Cette crise ne se limite cependant pas aux seuls acteurs régionaux ou aux importateurs, mais touche également de manière significative les multinationales de l’énergie. Par exemple, ExxonMobil, qui détient des participations non négligeables dans les trains de liquéfaction touchés par cette situation, voit son rôle impacté de manière directe, tout comme Shell, qui est associée à l’unité GTL endommagée au sein de cette série de perturbations.
Les conséquences de ces disruptions affectent immédiatement plusieurs acteurs industriels et énergétiques stratégiques, notamment en Europe, où des entreprises comme Edison et EDF Trading se retrouvent en première ligne face à ces défis. En Asie, des millions de consommateurs et des groupes stratégiques tels que KOGAS en Corée du Sud, ainsi que des partenaires commerciaux de long terme en Chine, subissent également les effets de cette crise, mettant en exergue l’interconnexion fragile du marché mondial de l’énergie.
Les conséquences de la situation actuelle dépassent largement le simple cadre du marché du gaz et engendrent un bouleversement systémique au sein de l’économie mondiale. Le Qatar, qui est un acteur central et influent sur le plan de l’énergie à l’échelle mondiale, se voit également contraint de faire face à des exportations de produits dérivés qui sont fortement affectées : on observe une chute des exportations de condensats de l’ordre de -24%, des pertes de -13% pour le GPL, une diminution de -14% concernant l’hélium, ainsi qu’une diminution de -6% dans les secteurs du naphta et du soufre.
Par ailleurs, ces baisses de production auront des répercussions concrètes et alarmantes sur une variété d’industries, allant du secteur de la restauration en Inde, qui dépend fortement du GPL pour son fonctionnement quotidien, jusqu’à l’industrie des semi-conducteurs en Corée du Sud, qui est connue pour être une grande consommatrice d’hélium pour ses processus de fabrication.
Au-delà de ces pertes économiques immédiates, l’impact structurel sur la région pourrait s’avérer profondément désastreux et durable. En effet, selon les propos de Saad Al-Kaabi, les dégâts subis par les infrastructures énergétiques essentielles pourraient faire reculer la région de 10 à 20 ans dans son développement industriel ainsi que dans son attractivité économique sur la scène mondiale. De plus, le gigantesque projet d’expansion du champ gazier North Field, qui représente une pièce maîtresse dans la stratégie énergétique qatarie, est déjà à l’arrêt et se trouve en proie à des retards significatifs, menaçant ainsi de remettre en question les ambitions futures du pays en matière de développement énergique et d’innovation dans le secteur.
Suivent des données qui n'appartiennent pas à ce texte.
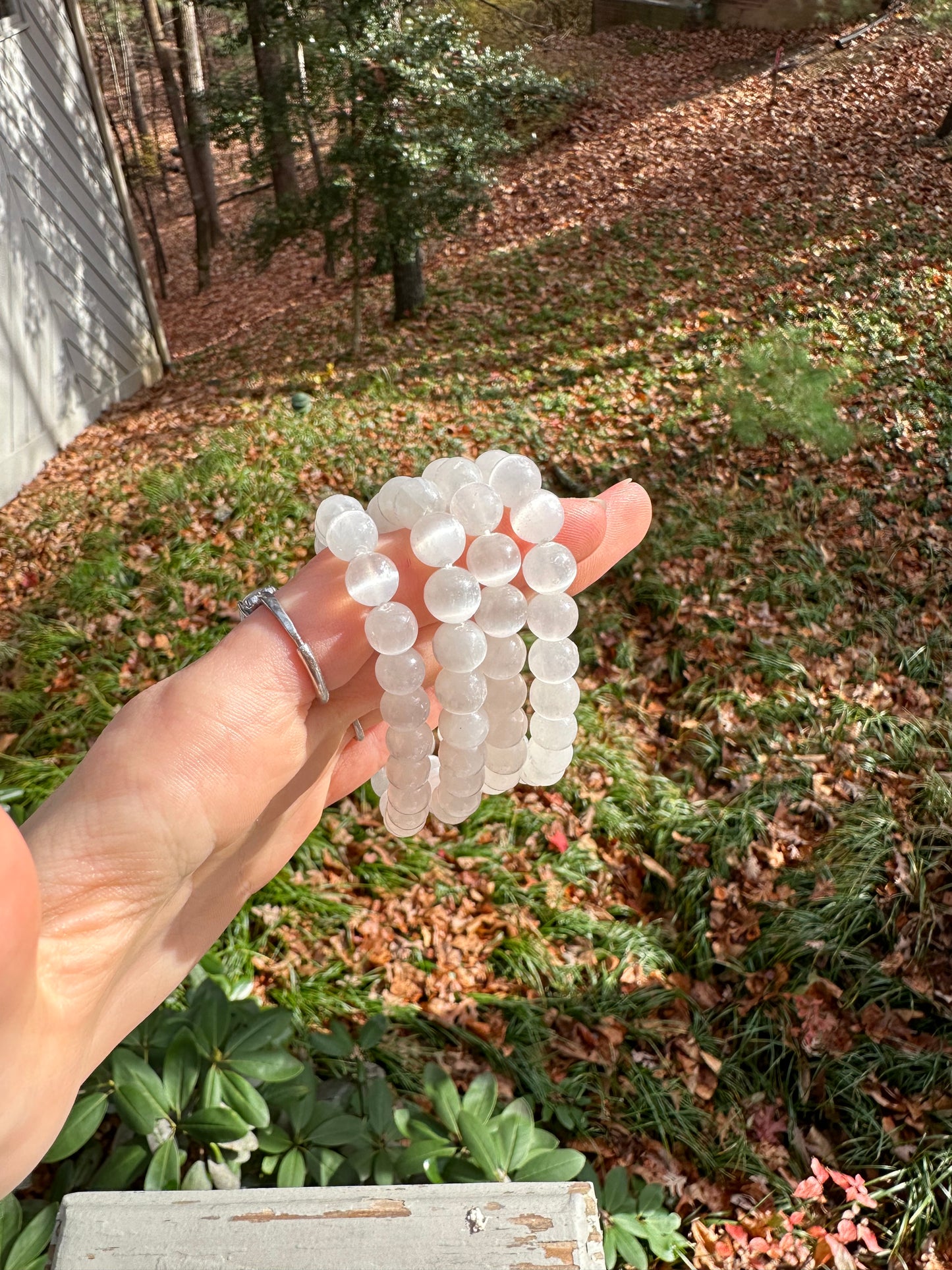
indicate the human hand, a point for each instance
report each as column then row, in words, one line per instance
column 192, row 799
Cet épisode captivant met en lumière de manière saisissante la vulnérabilité intrinsèque des infrastructures énergétiques face aux tensions géopolitiques croissantes qui s’intensifient dans le monde actuel. Dans un marché complexe et déjà sous pression continue du gaz naturel liquéfié (GNL), qui fait face à des défis spécifiques depuis plusieurs années, la perte prolongée d’une part significative de l’offre qatarie, réputée pour sa qualité et sa fiabilité, représente une menace sérieuse. Cela risque non seulement d’alimenter la volatilité des prix dans un environnement déjà instable, mais également de renforcer de manière significative la concurrence entre importateurs du monde entier, chacun cherchant à sécuriser des approvisionnements critiques.
Notons que dans ce contexte incertain et turbulent, l’appel pressant de Saad Al-Kaabi à sanctuariser et à protéger les installations et les infrastructures énergétiques apparaît non seulement comme une nécessité, mais aussi comme une stratégie indispensable pour assurer la stabilité et la sécurité énergétique à long terme.